How does the product and chain rule apply to this problem?

[JoshHolloway]

Could someone please help me, I do not understand how the author of my textbook gets from one point to another. Here is the problem worked out, after the problem I will explain which part I don't understand.

f(x)=x(x-4)^3
f'(x)=x[3(x-4)^2]+(x-4)^3
=(x-4)^2(4x-4)

I do not understand how the author gets from here:
f'(x)=x[3(x-4)^2]+(x-4)^3
to here:
=(x-4)^2(4x-4)

 

[JoshHolloway]

When I do it it looks like this:
f'(x)=x[3(x-4)^2]+(x-4)^3
=x[3(x^2-8x+16)]+(x-4)(x^2-8x+16)
=x(3x^2-24x+48)+(x^3-8x^2+16x-4x^2+32x-64)
=3x^3-24x^2+48x+x^3-8x^2+16x-4x^2+32x-64
=4x^3-36x^2+96x-64
=4(x^3-9x^2+24x-16)

 

[JoshHolloway]

I am obviously doing something wrong, but I can't seem to figure it out. It will help me a great deal when I figure out what I am doing wrong in these types of problems, so any help is greatly apreciated.

 

[jma2001]

I believe it was done by factoring (x-4)^2 out of the second line.
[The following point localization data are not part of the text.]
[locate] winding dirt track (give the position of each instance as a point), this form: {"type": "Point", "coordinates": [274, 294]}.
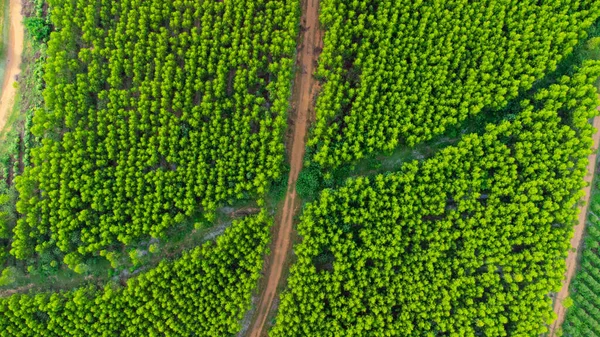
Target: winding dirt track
{"type": "Point", "coordinates": [305, 88]}
{"type": "Point", "coordinates": [13, 61]}
{"type": "Point", "coordinates": [559, 309]}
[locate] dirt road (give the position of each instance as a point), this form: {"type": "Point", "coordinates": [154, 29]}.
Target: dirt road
{"type": "Point", "coordinates": [13, 61]}
{"type": "Point", "coordinates": [305, 88]}
{"type": "Point", "coordinates": [577, 237]}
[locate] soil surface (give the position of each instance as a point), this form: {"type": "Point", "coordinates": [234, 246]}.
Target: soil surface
{"type": "Point", "coordinates": [559, 309]}
{"type": "Point", "coordinates": [13, 61]}
{"type": "Point", "coordinates": [305, 89]}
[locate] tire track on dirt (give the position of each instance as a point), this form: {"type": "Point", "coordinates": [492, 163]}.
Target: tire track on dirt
{"type": "Point", "coordinates": [13, 61]}
{"type": "Point", "coordinates": [305, 88]}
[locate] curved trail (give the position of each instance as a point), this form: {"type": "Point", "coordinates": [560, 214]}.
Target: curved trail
{"type": "Point", "coordinates": [13, 60]}
{"type": "Point", "coordinates": [559, 309]}
{"type": "Point", "coordinates": [305, 88]}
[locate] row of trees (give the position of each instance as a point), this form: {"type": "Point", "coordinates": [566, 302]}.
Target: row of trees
{"type": "Point", "coordinates": [467, 243]}
{"type": "Point", "coordinates": [405, 70]}
{"type": "Point", "coordinates": [204, 293]}
{"type": "Point", "coordinates": [152, 109]}
{"type": "Point", "coordinates": [583, 318]}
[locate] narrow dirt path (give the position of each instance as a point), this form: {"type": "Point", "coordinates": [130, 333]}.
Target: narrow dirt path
{"type": "Point", "coordinates": [559, 309]}
{"type": "Point", "coordinates": [13, 60]}
{"type": "Point", "coordinates": [305, 88]}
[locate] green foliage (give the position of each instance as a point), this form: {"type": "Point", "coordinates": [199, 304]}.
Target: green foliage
{"type": "Point", "coordinates": [405, 70]}
{"type": "Point", "coordinates": [153, 109]}
{"type": "Point", "coordinates": [567, 302]}
{"type": "Point", "coordinates": [309, 182]}
{"type": "Point", "coordinates": [467, 243]}
{"type": "Point", "coordinates": [8, 276]}
{"type": "Point", "coordinates": [204, 293]}
{"type": "Point", "coordinates": [583, 318]}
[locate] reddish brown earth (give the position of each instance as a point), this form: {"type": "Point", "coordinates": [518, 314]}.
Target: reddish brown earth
{"type": "Point", "coordinates": [13, 61]}
{"type": "Point", "coordinates": [559, 309]}
{"type": "Point", "coordinates": [305, 89]}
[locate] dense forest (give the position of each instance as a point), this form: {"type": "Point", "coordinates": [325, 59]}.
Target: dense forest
{"type": "Point", "coordinates": [469, 243]}
{"type": "Point", "coordinates": [204, 293]}
{"type": "Point", "coordinates": [583, 316]}
{"type": "Point", "coordinates": [399, 72]}
{"type": "Point", "coordinates": [153, 110]}
{"type": "Point", "coordinates": [151, 165]}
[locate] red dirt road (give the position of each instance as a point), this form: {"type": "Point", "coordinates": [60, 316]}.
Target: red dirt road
{"type": "Point", "coordinates": [305, 88]}
{"type": "Point", "coordinates": [559, 309]}
{"type": "Point", "coordinates": [13, 60]}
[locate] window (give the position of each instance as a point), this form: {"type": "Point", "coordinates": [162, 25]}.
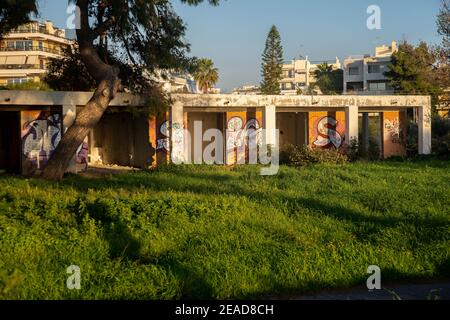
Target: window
{"type": "Point", "coordinates": [19, 45]}
{"type": "Point", "coordinates": [28, 45]}
{"type": "Point", "coordinates": [374, 68]}
{"type": "Point", "coordinates": [18, 80]}
{"type": "Point", "coordinates": [377, 86]}
{"type": "Point", "coordinates": [353, 71]}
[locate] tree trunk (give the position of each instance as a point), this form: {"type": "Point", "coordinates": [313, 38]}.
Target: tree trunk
{"type": "Point", "coordinates": [85, 121]}
{"type": "Point", "coordinates": [107, 77]}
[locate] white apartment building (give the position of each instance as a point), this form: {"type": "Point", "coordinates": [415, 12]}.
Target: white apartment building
{"type": "Point", "coordinates": [366, 73]}
{"type": "Point", "coordinates": [26, 51]}
{"type": "Point", "coordinates": [299, 74]}
{"type": "Point", "coordinates": [247, 89]}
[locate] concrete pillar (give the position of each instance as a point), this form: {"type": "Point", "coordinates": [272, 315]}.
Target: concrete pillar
{"type": "Point", "coordinates": [365, 132]}
{"type": "Point", "coordinates": [351, 123]}
{"type": "Point", "coordinates": [269, 124]}
{"type": "Point", "coordinates": [177, 147]}
{"type": "Point", "coordinates": [69, 113]}
{"type": "Point", "coordinates": [424, 122]}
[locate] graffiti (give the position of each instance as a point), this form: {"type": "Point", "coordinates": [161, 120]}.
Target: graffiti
{"type": "Point", "coordinates": [163, 143]}
{"type": "Point", "coordinates": [82, 155]}
{"type": "Point", "coordinates": [328, 135]}
{"type": "Point", "coordinates": [178, 143]}
{"type": "Point", "coordinates": [40, 138]}
{"type": "Point", "coordinates": [240, 136]}
{"type": "Point", "coordinates": [394, 130]}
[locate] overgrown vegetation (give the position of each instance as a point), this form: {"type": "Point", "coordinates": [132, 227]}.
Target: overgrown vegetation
{"type": "Point", "coordinates": [215, 232]}
{"type": "Point", "coordinates": [300, 156]}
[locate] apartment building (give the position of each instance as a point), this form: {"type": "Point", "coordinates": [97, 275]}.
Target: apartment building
{"type": "Point", "coordinates": [365, 73]}
{"type": "Point", "coordinates": [25, 51]}
{"type": "Point", "coordinates": [247, 89]}
{"type": "Point", "coordinates": [299, 74]}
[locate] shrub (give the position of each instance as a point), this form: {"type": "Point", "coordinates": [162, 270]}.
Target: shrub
{"type": "Point", "coordinates": [305, 155]}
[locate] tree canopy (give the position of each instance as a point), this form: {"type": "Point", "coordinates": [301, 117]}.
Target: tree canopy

So, you end up with: (x-4)^2[3x+(x-4)] which reduces to the final expression.

 

[JoshHolloway]

I don not understand how you can factor (x-4)^2 out of the second line.

 

[jma2001]

The square brackets in the second line are redundant and may be part of what is confusing you. That is:

x[3(x-4)^2] = 3x(x-4)^2

Now, rewrite the second line and see if it makes more sense.

 

[JoshHolloway]

Jimminy Christmas!
It's that easy. Man, I can't believe that. I always mess stupid things up like that. Now it is time for me to find the second derivative.

 

[jma2001]

I'm glad you understand it. That sort of thing used to confuse me all the time, and it still does on occasion. The only way to get better at "seeing" those quick solutions is with lots of practice.

 

[JoshHolloway]

I am learning that the hard way jma. By the way, thanks for the help, I would have never seen that without the assistance.